Behold the mighty power of the Gülenists: they lurk behind every threat to the Turkish state (and its glorious leader, Erdogan). They can even subvert Evangelical pastors into their Islamic network—or so says the Turkish government. Sohrab Ahmari’s important piece in the Wall Street Journal tells the story of an American pastor and his wife, Andrew and Norine Brunson, who have lived and worked in Turkey for the past 23 years without incident but were detained in October in Izmir. Norine was released after two weeks, but Andrew has been transferred to a special counterterror prison and charged with “membership in an armed terrorist organization.” By which, apparently, they mean the Gülenists.
As Ahmari points out, “Brunson’s treatment is also symptomatic of growing Christian persecution in Turkey”:
“Turkish President Erdogan sees anti-Christian conspiracy theories as an effective strategy for galvanizing popular support for his one-man rule,” says Aykan Erdemir, a former member of the Turkish Parliament and a senior fellow at the Washington-based Foundation for Defense of Democracies.
A pro-government columnist in July claimed that Mr. Gülen’s mother is Jewish and his father an Armenian. Mr. Gülen himself “is a member of the Vatican Council” who “uses the methods of the Jesuit Order that captured the Vatican.” Another columnist the same month asked whether Gülenists might be hiding “in churches.” Still another tabloid doctored photographs to suggest Mr. Gülen is a Roman Catholic prelate.
Mr. Erdogan’s defenders insist the president has no say over what’s printed in the papers. But that’s hard to believe in a country where the state has banned at least 120 news outlets in six months. Nor is the government’s own rhetoric much better. At an anti-coup rally in August, Prime Minister Binali Yildirim denounced Turkey’s enemies as a “crusaders’ army.”
Pastor Brunson’s story also highlights an under-recognized dynamic: the significance of American missionary ties to the Middle East. These are longstanding: American missionaries were some of the main sources through which Americans learned of the mass slaughter of Armenians in 1915; ties to the region kept the U.S. from declaring war on the Ottoman Empire when it entered World War I; and the American missionary colleges played an important role in the development of early Arab nationalism, to list just a few examples.
But long gone are the times when missionaries’ accounts filled the New York Times. Missionary work now generally occurs far from elite circles. That does not mean it does not continue—and continue to have an impact on politics and policy.

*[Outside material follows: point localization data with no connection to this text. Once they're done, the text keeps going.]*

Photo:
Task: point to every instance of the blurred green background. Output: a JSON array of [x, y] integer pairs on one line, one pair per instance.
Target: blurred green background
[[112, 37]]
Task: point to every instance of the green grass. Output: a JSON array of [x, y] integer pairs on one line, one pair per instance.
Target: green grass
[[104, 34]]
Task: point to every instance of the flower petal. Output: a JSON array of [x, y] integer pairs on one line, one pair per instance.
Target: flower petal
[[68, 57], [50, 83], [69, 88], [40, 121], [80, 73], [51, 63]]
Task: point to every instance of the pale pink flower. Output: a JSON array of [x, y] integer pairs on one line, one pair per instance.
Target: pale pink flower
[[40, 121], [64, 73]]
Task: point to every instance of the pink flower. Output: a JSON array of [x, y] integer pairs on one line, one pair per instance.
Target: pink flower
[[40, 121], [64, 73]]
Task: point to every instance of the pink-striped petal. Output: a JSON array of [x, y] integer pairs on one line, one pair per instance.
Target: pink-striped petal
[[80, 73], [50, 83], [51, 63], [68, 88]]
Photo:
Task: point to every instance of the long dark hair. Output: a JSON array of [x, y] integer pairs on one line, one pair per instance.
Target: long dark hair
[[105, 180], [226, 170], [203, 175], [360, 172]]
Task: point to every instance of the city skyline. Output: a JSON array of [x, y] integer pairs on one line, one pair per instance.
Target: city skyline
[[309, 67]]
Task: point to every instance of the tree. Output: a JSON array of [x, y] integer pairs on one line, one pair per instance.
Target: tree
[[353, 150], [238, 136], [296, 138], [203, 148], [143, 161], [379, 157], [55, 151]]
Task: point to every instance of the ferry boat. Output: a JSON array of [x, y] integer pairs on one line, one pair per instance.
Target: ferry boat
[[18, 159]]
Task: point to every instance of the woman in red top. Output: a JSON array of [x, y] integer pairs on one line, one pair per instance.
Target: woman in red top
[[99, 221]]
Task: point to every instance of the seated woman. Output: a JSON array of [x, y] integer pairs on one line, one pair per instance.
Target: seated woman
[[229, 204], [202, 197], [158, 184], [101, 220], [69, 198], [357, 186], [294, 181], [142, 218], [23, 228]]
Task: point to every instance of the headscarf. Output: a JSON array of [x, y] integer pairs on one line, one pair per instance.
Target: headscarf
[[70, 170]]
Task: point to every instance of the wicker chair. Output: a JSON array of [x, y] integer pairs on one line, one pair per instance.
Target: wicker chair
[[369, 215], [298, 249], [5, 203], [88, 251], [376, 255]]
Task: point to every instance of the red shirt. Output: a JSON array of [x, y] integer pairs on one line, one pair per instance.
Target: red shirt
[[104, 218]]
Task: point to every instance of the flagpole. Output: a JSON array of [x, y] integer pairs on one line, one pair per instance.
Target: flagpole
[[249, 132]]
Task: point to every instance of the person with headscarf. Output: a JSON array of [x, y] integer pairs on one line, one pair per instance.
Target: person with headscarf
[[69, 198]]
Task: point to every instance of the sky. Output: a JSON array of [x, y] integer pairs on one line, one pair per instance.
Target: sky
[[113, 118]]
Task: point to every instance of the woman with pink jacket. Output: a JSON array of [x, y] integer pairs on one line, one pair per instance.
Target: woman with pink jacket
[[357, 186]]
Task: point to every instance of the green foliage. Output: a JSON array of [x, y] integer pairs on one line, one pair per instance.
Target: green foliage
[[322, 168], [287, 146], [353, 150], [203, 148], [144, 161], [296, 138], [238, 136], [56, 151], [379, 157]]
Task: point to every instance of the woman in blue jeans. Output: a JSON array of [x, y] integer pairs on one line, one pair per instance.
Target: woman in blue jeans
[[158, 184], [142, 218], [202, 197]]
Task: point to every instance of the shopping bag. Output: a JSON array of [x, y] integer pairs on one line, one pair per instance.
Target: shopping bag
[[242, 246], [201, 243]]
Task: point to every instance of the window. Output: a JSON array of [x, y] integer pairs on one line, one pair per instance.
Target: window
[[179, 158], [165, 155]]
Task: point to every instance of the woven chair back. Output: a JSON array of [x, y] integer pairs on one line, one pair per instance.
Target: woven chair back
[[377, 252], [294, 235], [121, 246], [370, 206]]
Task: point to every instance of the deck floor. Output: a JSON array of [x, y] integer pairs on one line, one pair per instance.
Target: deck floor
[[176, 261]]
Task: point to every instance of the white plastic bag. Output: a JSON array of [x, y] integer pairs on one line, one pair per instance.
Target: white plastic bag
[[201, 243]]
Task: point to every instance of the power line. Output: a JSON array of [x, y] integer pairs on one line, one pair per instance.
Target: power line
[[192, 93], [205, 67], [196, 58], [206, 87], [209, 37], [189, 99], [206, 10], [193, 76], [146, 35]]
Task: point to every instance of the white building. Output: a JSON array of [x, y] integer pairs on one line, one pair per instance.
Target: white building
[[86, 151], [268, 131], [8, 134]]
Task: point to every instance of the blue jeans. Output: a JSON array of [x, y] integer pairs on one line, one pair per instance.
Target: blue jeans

As Walter Russell Mead wrote in 2015:
Evangelical missionaries aren’t fashionable topics today, and missionary history is almost totally neglected by the educational establishment, but the almost 200 years of American foreign missions has been one of the most consequential long-term movements in American history.
American missionaries played a crucial role in the rise of Christianity in East and South Asia, sub-Saharan Africa, the Pacific Islands and of Protestantism in Central and South America—an epic tale of courage, sacrifice (and occasional follies and missteps) that, for most Americans under 50, is completely unknown and untold. In the 19th and 20th centuries, missionaries opened professional doors to women both here and abroad, helped lead lead the the attack on segregation in the United States upon their return (to say nothing of the anti-slavery movement), and spread ideas about democracy, development, and medical education around the world. Missionaries and their children have also been closely involved with American foreign policy and diplomatic service.
You can spend a lifetime in elite American schools and colleges without knowing that any of this ever happened—or that more than 100,000 Americans are serving abroad in this capacity today. This is one of many ways that Americans are losing touch with some of the important values and movements that shaped and continue to shape this country and the world.
While the persecution of Christians in Turkey is a new story (and one that may or may not grow, depending on what direction Erdogan, with his increasing power, steers the country), the persecution of Christians in the Middle East has been at a crisis level for several years. This makes mainstream liberals uncomfortable for several reasons, and tends to be downplayed in the pages of major newspapers as a result. But accounts of it filter back to mainstream Americans through thousands of communities tied to missionaries like Pastor Brunson.
This may go some way toward explaining the different opinions Jacksonians and coastal elites have of the Islamist threat from the Middle East, with latter tending to see the problem as largely contained and the former seeing it as reaching crisis proportions. Whatever you may think of each camp’s perspective, it’s hard to call the heartlanders less informed on this issue.